BC Consumer Debt Highest In The Country, Up 6.2% YOY – “In a city where this house is assessed for more than $1.3 Million, it’s understandable why some British Columbians feel rich. But what if prices fall?”

“In a city where this house is assessed for more than $1.3 Million, it’s understandable why some British Columbians feel rich. More than any other province, people here have been borrowing against their homes, running up lines of credit, and credit card debt. …
The average British Columbian has $38,837 in consumer debt, that’s an increase of 6.2% compared with a year ago. And it doesn’t even include what they may owe on their mortgage. And what have they been spending it on… renovations, and tearing down and starting from scratch. And vehicles.. lots of vehicles.. sales of luxury cars have seen double digit increases.
But what if prices fall? Neighbourhoods like Vancouver’s West Side have already seen that happen, and sales have slowed down considerably just about everywhere.”

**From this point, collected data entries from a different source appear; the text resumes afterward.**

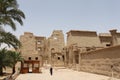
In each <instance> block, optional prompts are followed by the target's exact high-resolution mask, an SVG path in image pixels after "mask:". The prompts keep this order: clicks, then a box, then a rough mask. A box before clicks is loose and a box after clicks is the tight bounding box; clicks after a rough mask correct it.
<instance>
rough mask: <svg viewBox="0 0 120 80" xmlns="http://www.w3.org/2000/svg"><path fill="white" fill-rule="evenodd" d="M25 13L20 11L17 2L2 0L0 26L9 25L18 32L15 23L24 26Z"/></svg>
mask: <svg viewBox="0 0 120 80" xmlns="http://www.w3.org/2000/svg"><path fill="white" fill-rule="evenodd" d="M22 19H25V15H24V13H23V12H22V11H21V10H20V9H18V4H17V1H16V0H0V25H9V26H11V28H12V29H13V30H16V25H15V21H17V22H18V23H20V24H21V25H23V21H22Z"/></svg>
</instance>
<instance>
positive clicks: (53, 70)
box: [16, 68, 120, 80]
mask: <svg viewBox="0 0 120 80" xmlns="http://www.w3.org/2000/svg"><path fill="white" fill-rule="evenodd" d="M16 80H120V79H115V78H114V79H111V78H110V77H107V76H103V75H97V74H91V73H86V72H78V71H74V70H70V69H53V75H52V76H51V75H50V73H49V69H44V68H42V73H39V74H37V73H27V74H20V75H19V76H18V77H17V78H16Z"/></svg>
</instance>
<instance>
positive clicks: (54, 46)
mask: <svg viewBox="0 0 120 80" xmlns="http://www.w3.org/2000/svg"><path fill="white" fill-rule="evenodd" d="M64 46H65V42H64V35H63V32H62V30H54V31H53V33H52V35H51V36H50V37H49V38H48V40H47V52H48V56H49V61H50V63H52V65H53V66H55V65H56V66H57V65H63V62H64V56H63V52H62V50H63V48H64ZM59 63H60V64H59Z"/></svg>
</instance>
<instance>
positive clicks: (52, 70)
mask: <svg viewBox="0 0 120 80" xmlns="http://www.w3.org/2000/svg"><path fill="white" fill-rule="evenodd" d="M50 74H51V76H52V74H53V68H52V67H50Z"/></svg>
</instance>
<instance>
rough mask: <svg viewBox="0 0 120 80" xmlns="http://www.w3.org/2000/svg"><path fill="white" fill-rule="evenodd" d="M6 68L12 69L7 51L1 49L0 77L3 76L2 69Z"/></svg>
mask: <svg viewBox="0 0 120 80" xmlns="http://www.w3.org/2000/svg"><path fill="white" fill-rule="evenodd" d="M6 66H8V67H12V59H11V57H10V56H9V55H8V51H7V50H6V49H5V48H3V49H1V50H0V75H3V68H4V69H6Z"/></svg>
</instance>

– from ‘B.C. personal debts increase sharply’, CBC, 14 Nov 2012

Yup.
See what’s happening?
Concerns long held by the bears are rising in public consciousness.
– vreaa

13 responses to “BC Consumer Debt Highest In The Country, Up 6.2% YOY – “In a city where this house is assessed for more than $1.3 Million, it’s understandable why some British Columbians feel rich. But what if prices fall?”

  1. “But what if prices fall?” – we sell the whole mess to China, with a big banner: Welcome criminals!

  2. Real Estate Tsunami

    Why worry, Capital Direct and Alpine Credit will lend you the money that you always wanted for 18%.
    So buy the new car, and go for the dream vacation.
    You can always pay it back, because your RE will continue to go up by at least 10% each year.

  3. I read a good news story on that Tampa “socialite” Jill Kelley, who is involved in that Petraeus mess. I guess she lives in a 1.3M mansion (ha! that’s only average in Vancouver), but her and hubby keep getting sued for unpaid debts. The Kelleys were discribed as “Nillionaires”… people who appear to have the lifestyle of Millionaires with close to nil net worth. I was thinking the Lower mainland is full of Nillionaires. I guess the Nillionaire’s rallying cry is “All Flash, No Cash”.

  4. BPOE has a solid state taste of word about it, don’t you think, old chap?

    Not tinny like renter or hourly wage eeeeeeeeeeeeeeekkkkkk

  5. Next they’ll be coming up with new lexicon for securitized debt that isn’t securitized.

    So much hangs on the premise that prices cannot (significantly) fall.

    • One of my favourites from the GFC is “pier loan,” intended as a bridge loan, i.e. high cost, short term financing until an asset is sold or more favourable financing can be arranged. Alas, sale or refinance becomes impossible, leaving both the borrower and lender stuck in a loan they didn’t want. A pier is a bridge to nowhere, folks.